Sunday brunch for me consisted of a frostee from Wendy’s which I had been craving since a conversation I had with Tena not long after I got into New York. It was just a few days previous, but it seemed like a year ago.
I was able to leave the workshops at St. Micheal’s in Akemi’s capable hands after I got them started. I went back over to the Manhattan Center to work on the evening’s production schedule while they made the final preparations for the Frankie Show.
I thought I’d be able to get to see the final dress rehearsal because I was pretty sure that I wouldn’t have time to see the show in the evening while we got ready for the main dance.
Never got to see that dress rehearsal. In fact, no one did. I sat in the darkened ballroom for the better part of the afternoon as acts were brought onto stage and various technical issues were addressed. I thought that was unusual, but everyone running the show was pretty busy and I had to deal with my own problems.
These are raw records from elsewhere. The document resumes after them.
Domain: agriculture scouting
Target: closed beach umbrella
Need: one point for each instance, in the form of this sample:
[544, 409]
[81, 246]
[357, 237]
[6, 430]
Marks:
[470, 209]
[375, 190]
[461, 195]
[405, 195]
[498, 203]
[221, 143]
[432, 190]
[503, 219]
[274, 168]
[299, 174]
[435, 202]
I’ve mentioned the production/logistics schedule (a.k.a. the rundown) a few times. It is what it sounds like, a step by step guide to how the whole evening is supposed to go from the time the doors open, until the doors close early the next morning. This includes the MC’s cues and notes, when the bands come down, what order the performances go on, and the various videos and presentations that occur throughout the evening
When I do this for an event, very few people see it if only because most dance events are pretty straight forward. For Frankie95, it had to be distributed to a large number of different people because there were so many moving parts in play that couldn’t be managed by any one person.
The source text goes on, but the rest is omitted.